The workshop also fostered discussions about the complexity of management when fire can be both a threat and a tool. Because fire manifests differently in different biomes, well-managed fires look different for each community.
“On the final day, we had a discussion of values. Is fire good or bad? For whom—ants, forests, human health?” said Dr. Machado. “You can’t just criminalize fire if it’s a part of traditional knowledge and used as a tool for providing food, for example. So it’s a complex issue.”
Dr. Machado hopes the conversations will continue. She says the goal would be to host this workshop again to expand its reach, potentially beyond Brazil to include participants in other Amazonian countries.
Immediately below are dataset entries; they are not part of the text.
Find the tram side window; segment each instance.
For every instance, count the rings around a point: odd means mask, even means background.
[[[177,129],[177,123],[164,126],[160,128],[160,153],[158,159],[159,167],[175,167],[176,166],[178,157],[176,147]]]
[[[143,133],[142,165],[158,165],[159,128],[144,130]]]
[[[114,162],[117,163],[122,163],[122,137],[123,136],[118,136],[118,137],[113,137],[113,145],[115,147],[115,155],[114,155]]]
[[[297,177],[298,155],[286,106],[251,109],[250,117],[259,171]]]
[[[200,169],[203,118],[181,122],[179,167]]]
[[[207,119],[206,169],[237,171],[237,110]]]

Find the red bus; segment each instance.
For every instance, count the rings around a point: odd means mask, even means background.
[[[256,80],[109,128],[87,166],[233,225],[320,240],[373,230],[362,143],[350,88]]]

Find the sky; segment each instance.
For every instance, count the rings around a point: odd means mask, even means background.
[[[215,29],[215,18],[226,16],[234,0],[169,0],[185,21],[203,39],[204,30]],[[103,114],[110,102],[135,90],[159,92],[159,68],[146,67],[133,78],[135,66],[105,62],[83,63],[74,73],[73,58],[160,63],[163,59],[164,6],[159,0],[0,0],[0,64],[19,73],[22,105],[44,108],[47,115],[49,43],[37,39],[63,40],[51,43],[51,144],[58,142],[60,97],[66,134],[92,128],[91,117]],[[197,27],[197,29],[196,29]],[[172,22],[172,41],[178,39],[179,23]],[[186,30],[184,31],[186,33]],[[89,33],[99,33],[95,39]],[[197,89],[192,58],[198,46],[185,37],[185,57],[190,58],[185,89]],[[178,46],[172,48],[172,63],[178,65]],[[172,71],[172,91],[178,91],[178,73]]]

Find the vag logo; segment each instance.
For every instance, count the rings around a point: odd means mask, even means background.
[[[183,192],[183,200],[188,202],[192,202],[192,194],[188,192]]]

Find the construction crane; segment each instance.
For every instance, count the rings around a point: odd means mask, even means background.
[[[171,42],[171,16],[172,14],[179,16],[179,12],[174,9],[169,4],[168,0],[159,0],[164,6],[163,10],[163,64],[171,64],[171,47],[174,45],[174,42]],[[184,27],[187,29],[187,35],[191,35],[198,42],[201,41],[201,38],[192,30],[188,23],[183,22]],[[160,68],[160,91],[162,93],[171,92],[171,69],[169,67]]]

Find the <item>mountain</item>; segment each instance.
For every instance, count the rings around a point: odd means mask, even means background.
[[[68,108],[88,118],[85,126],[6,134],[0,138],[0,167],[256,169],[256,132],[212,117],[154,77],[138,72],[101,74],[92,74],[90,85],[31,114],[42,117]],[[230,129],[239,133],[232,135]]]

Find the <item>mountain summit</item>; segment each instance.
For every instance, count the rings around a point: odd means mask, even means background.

The first designated Indigenous land in Brazil, Território Indígena do Xingu (TIX), has been cited by studies for decades as a successful buffer against the deforestation, degradation, and fires that plague other parts of the Amazon. A recent study, co-authored by Dr. Divino Silvério, Professor at the Universidade Federal Rural da Amazônia, and Dr. Marcia Macedo, Woodwell Water Program Director, shows that fire regimes are changing in the Xingu region, leading to more forest loss and degradation.
The paper shows roughly 7 percent of the TIX has been degraded by drought and fire. Degradation is part of a feedback loop wherein damaged forests become drier and more susceptible to burning in future fires.
“I remember when I started my Ph.D., a 2006 paper showed that Indigenous lands were extremely effective fire breaks—the Xingu just never saw fire. Climate change has completely changed that story,” said Dr. Marcia Macedo.
Indigenous communities in the TIX have been managing the rainforest for centuries with finely adapted slash and burn cycles that create space for agriculture and promote the growth of natural species used in construction, medicine, and cooking. These cycles can last three to four decades before an area is burned again. Traditionally, burns were well controlled and the rainforests surrounding burned areas were healthy enough to prevent flames from escaping.
But over the past two decades, the paper observed, escaped fires have occurred more often within the reserve and the likelihood that forest is lost post-fire is rising, particularly in seasonally flooded forests. Indigenous management practices have not changed significantly, the paper explains, so why the increased prevalence of fire and degradation?
Climate change is drying out forests, making them more susceptible to escaped burning from management practices. The other factor driving degradation within the territory is growing population. Indigenous communities are becoming less nomadic, and village populations are rising, increasing the area of forest used for subsistence. Degradation was higher in areas surrounding villages.
“The way Indigenous people manage fire has stayed the same, but we now have a different climate,” said Dr. Divino Silvério. “Indigenous people have been in these regions for many decades or centuries. And all this time they have had their own fire management to produce food that usually doesn’t end in these huge forest fires.”
Climate change will force Indigenous communities within the reserve to adapt traditional practices to protect the forest against more frequent, intensifying fires—despite these communities not contributing to global emissions.
Previous attempts to manage increasing fires through prescribed burning have clashed with the needs of residents of the TIX. Burning at a different time of year does not cultivate the same species, and residents were concerned it was jeopardizing the growth of plants used for medicine.
Dr. Silvério is working with residents of the Xingu to understand how to integrate changes to fire management practices with traditional strategies in a way that supports community needs. One example, he said, could be shifting the primary construction material from grasses (that grow after fire) to palms.
“Indigenous people will probably need to learn how to live in this new reality, an environment with more drought and more fires. We are trying to work in a participative way to construct solutions with them.”